En esos momentos llegó una mujer joven que López reconoció inmediatamente como Aurori, la madre de Miguelito, que trabajaba en la Caja de Ahorros de la Avenida de Toledo. La mujer tenía un semblante amargamente triste… desconsoladamente triste. Nadie hizo nada por impedir que la madre de Miguelito se arrodillara ante la sábana y la corriera parcialmente.

La madre limpió la sangre que manchaba la cara del cuerpo yacente de Miguelito con un pañuelo que quedó teñido de rojo. Todo el mundo allí presente observaba impasible, como si asistieran a un ritual. La madre, lentamente, se tumbó en el duro suelo cuan larga era junto al cadáver de su hijo y profirió un lamento insondable, un quejido desgarrador; por fin rompió a llorar, y mientras se abrazaba con amor al cuerpo sin vida de su hijo plañó convulsamente.

Por fin el médico se acercó para atender a la madre y no sin trabajo pudo apartarla del cadáver de su hijo. La policía ya había comenzado a desalojar a la muchedumbre, comenzando por atrás. Pero en vista de que nadie se movía se resolvieron a acordonar la zona. La tarea de despejar el patio no iba a ser fácil, pues la gente se negaba a abandonar el lugar. Los atribulados semblantes de la gente no invitaban a forzar la situación, e incluso a algunos policías se les escapaban las lágrimas.

López se colocó junto al médico mientras atendía a la madre de Miguelito, desgarrada en sus entrañas. Llegó María Reina escoltada por el sargento en un coche de la Policía local que entró por el acceso rodado de la parte trasera y que había sido también forzado con el cortafríos. María ya había recuperado su aplomo, informada por Sebas mientras venía de camino de que Sergio estaba con él. Se le notaban los ojos enrojecidos, pero en aquellas circunstancias eso no llamaba la atención.

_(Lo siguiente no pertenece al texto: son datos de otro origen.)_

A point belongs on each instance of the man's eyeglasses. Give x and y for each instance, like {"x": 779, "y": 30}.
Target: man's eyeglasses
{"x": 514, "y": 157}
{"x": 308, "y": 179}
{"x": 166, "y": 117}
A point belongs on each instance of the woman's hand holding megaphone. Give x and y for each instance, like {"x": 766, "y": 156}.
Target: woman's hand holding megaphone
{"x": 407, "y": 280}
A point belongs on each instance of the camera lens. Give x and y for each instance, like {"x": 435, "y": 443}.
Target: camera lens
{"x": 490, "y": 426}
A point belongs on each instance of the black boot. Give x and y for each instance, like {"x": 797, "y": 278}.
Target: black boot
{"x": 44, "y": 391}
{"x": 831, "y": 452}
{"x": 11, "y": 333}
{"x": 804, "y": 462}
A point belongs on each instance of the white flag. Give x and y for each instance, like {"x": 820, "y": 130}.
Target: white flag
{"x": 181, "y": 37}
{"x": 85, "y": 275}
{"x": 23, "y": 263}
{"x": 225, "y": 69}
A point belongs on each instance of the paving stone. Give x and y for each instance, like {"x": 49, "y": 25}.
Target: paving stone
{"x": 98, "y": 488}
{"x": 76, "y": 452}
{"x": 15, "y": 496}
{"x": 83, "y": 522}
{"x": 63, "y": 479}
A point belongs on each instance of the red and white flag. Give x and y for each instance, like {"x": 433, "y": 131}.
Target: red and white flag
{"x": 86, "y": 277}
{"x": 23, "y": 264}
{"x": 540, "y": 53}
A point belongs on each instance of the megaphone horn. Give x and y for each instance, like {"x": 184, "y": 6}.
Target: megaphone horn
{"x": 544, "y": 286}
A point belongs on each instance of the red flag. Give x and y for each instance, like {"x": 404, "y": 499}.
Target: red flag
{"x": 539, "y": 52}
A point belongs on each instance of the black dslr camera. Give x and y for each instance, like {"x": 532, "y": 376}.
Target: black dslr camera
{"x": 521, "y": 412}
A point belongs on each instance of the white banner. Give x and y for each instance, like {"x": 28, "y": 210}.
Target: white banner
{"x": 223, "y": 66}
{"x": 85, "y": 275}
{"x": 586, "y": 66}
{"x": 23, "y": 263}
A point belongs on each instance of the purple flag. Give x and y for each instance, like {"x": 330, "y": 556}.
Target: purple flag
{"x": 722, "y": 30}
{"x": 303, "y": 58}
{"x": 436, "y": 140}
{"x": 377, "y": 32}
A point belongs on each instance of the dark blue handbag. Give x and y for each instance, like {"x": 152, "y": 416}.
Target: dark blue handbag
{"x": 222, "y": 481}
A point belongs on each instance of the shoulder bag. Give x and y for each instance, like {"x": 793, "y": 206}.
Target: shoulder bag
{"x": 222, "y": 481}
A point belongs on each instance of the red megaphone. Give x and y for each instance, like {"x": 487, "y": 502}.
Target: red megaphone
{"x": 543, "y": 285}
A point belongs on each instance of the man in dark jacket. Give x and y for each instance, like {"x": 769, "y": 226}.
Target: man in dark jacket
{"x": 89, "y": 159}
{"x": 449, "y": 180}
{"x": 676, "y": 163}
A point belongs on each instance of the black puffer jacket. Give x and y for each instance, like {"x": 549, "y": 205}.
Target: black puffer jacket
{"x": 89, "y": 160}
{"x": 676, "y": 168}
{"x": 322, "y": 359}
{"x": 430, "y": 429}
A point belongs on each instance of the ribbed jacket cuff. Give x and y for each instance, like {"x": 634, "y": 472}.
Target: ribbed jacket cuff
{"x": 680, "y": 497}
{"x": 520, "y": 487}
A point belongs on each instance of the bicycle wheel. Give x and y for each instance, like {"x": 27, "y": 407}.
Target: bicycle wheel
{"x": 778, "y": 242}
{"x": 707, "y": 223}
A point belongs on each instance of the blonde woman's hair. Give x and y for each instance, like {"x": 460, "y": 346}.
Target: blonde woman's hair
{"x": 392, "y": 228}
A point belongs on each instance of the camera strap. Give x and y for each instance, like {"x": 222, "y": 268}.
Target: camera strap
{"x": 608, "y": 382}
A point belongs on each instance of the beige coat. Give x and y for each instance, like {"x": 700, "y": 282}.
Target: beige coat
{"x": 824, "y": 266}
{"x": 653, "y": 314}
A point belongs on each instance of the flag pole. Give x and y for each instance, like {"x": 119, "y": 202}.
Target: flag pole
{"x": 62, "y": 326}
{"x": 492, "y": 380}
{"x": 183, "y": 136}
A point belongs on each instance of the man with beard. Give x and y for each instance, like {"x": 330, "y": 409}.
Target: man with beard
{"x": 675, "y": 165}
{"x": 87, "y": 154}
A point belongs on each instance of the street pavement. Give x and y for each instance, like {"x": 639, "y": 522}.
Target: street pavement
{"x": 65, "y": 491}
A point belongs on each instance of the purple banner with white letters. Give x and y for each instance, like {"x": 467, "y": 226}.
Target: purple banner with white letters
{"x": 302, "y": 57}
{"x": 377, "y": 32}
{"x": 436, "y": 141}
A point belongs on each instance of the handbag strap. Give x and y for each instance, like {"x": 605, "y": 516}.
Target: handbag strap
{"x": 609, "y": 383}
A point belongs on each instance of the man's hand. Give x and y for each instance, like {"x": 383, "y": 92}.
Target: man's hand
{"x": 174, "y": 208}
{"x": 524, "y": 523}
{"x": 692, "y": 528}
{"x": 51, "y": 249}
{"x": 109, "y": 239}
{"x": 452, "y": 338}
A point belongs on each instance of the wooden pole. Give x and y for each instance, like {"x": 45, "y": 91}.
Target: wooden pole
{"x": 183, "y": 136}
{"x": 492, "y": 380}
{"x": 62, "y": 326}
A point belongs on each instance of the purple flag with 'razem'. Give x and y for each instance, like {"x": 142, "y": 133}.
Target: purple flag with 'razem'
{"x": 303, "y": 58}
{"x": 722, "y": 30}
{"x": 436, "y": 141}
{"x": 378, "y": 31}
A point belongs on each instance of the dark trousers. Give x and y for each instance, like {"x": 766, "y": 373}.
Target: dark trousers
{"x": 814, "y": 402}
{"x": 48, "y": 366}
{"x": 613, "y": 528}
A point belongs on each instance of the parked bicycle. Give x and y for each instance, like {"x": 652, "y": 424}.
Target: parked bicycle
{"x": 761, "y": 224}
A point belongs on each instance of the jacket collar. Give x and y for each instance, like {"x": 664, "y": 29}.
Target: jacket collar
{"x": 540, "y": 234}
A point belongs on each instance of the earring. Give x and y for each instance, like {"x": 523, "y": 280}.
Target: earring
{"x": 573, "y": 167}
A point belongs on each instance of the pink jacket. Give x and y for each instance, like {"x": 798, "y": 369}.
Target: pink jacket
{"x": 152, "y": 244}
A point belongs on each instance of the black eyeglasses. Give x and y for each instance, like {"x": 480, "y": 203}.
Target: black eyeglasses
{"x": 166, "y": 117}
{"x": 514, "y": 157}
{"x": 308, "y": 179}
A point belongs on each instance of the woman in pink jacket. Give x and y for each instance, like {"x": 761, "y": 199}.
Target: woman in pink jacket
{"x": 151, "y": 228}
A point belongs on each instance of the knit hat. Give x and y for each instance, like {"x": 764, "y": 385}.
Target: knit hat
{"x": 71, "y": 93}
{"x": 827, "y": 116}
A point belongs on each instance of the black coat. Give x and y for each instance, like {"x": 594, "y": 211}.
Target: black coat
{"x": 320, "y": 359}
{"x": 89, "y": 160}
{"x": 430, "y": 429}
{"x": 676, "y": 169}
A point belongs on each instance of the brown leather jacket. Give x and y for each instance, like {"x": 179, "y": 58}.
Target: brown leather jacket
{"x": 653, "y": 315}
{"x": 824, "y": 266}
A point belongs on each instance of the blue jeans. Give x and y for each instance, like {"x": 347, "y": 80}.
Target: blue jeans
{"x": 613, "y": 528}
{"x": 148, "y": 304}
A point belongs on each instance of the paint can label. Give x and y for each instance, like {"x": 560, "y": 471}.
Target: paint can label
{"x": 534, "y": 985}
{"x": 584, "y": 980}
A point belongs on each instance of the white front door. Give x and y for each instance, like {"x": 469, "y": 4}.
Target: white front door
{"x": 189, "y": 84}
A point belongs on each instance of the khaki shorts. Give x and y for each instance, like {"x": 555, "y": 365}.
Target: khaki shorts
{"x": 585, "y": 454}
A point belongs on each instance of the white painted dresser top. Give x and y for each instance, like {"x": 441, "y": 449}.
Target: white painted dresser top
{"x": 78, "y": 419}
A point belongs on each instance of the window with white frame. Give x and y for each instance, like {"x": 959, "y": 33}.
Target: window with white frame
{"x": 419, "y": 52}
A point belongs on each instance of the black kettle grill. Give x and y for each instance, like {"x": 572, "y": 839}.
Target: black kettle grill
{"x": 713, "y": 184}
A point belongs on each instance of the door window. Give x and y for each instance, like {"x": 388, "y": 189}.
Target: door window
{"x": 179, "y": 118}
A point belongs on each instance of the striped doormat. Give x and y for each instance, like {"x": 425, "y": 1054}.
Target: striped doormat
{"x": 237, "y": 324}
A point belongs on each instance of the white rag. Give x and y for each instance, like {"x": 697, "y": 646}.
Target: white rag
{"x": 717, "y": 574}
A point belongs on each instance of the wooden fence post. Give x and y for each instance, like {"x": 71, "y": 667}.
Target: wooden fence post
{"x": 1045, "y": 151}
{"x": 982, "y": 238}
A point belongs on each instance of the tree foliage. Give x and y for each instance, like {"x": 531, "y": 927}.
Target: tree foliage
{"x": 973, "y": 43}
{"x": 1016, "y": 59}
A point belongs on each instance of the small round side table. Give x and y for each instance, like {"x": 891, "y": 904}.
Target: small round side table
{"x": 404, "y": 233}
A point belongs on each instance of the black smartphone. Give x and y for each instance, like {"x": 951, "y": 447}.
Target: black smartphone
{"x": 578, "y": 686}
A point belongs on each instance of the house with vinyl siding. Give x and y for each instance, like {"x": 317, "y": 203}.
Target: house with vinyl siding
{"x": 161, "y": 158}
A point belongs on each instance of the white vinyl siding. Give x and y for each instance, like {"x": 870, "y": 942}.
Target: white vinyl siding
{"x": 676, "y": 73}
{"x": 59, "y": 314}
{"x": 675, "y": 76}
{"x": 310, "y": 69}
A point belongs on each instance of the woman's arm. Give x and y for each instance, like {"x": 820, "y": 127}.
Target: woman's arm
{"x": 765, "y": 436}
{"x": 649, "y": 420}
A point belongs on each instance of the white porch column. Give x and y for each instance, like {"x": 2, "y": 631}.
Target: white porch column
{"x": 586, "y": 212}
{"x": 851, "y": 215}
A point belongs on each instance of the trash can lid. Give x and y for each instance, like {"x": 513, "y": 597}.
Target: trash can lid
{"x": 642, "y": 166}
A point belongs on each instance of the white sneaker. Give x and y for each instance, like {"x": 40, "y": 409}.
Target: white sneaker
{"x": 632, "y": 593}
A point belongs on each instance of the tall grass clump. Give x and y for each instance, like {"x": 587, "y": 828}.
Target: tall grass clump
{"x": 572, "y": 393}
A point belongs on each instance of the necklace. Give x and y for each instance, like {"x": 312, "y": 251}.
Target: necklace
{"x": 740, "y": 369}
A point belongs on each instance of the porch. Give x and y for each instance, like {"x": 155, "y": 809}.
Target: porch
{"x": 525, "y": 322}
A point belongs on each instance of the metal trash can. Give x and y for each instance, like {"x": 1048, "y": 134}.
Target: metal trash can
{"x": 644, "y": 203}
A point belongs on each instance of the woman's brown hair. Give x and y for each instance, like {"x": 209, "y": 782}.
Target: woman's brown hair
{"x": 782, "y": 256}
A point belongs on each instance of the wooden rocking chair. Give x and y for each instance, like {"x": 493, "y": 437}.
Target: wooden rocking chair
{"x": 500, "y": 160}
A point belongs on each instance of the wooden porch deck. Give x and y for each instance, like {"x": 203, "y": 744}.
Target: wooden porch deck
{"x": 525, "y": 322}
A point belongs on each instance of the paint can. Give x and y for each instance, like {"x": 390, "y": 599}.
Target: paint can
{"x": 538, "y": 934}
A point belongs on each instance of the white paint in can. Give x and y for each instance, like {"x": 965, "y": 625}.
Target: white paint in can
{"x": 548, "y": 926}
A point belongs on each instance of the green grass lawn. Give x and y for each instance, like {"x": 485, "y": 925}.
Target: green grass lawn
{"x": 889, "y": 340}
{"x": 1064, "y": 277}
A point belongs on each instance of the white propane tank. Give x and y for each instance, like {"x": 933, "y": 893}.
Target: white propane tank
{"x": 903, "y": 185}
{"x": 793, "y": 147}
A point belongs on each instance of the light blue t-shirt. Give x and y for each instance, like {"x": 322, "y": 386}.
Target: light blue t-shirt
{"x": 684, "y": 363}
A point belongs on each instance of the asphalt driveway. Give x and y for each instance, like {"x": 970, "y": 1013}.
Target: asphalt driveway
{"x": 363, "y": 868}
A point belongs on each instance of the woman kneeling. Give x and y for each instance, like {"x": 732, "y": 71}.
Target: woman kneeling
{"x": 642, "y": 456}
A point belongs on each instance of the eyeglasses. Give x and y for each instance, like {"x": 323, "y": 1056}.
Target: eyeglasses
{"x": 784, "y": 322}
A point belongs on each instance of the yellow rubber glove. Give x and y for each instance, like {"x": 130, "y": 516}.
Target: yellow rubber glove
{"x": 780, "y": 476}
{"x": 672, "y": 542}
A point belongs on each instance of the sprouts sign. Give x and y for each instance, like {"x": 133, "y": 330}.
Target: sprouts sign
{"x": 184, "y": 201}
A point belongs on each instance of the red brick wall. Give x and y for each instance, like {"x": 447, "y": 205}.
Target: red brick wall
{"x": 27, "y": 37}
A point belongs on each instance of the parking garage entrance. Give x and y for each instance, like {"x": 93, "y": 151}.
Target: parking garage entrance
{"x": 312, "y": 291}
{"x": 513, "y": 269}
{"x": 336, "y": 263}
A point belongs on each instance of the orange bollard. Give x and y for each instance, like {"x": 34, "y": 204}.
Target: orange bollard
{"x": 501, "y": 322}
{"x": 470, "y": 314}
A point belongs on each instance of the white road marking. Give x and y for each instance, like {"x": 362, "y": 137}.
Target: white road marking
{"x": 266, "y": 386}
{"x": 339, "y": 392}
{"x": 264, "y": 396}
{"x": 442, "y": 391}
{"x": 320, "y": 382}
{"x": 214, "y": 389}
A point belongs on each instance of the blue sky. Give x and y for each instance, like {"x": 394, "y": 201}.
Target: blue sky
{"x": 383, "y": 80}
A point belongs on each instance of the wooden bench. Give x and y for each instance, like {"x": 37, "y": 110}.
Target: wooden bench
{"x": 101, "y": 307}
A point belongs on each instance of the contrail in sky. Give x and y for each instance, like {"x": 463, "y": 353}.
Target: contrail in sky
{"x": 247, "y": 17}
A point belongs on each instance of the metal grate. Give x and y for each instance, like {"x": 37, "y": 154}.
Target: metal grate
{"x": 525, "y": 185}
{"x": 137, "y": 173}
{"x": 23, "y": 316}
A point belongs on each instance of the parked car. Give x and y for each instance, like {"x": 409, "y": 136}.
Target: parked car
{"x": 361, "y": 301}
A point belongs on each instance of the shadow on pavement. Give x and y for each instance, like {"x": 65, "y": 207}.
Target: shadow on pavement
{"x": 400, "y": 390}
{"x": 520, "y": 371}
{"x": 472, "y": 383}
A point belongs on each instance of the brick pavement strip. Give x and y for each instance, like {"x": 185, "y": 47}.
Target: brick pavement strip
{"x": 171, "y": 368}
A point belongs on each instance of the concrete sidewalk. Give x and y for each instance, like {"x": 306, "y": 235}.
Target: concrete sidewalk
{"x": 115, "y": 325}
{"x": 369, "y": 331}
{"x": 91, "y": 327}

La teniente de alcalde, alcaldesa en funciones en estos días, pues Segis había aprovechado la semana santa para tomarse unas vacaciones, era la máxima autoridad en Mospintoles en aquel momento. López pudo oír cómo la informaban de que el juez estaba en camino para proceder al levantamiento del cadáver.

María se acercó a don Faustino y apoyó su mano en el brazo del profesor; se apartaron del grueso del gentío, yendo a parar a la vera de López. El director del instituto estaba también de vacaciones y María quiso que el profesor estuviera junto a ella en todo momento.

Instantes después aparecieron los empleados de la funeraria, a quienes se les indicó que aguardaran la llegada del juez, que lo hizo no mucho más tarde en un coche de la Policía Nacional.

Realizadas las diligencias oportunas el juez ordenó el levantamiento del cadáver del infortunado Miguelito. El coche fúnebre pudo acceder a los patios del instituto, y acongojados y con suma delicadeza los empleados introdujeron los restos mortales de Miguelito en un pequeño ataúd blanco.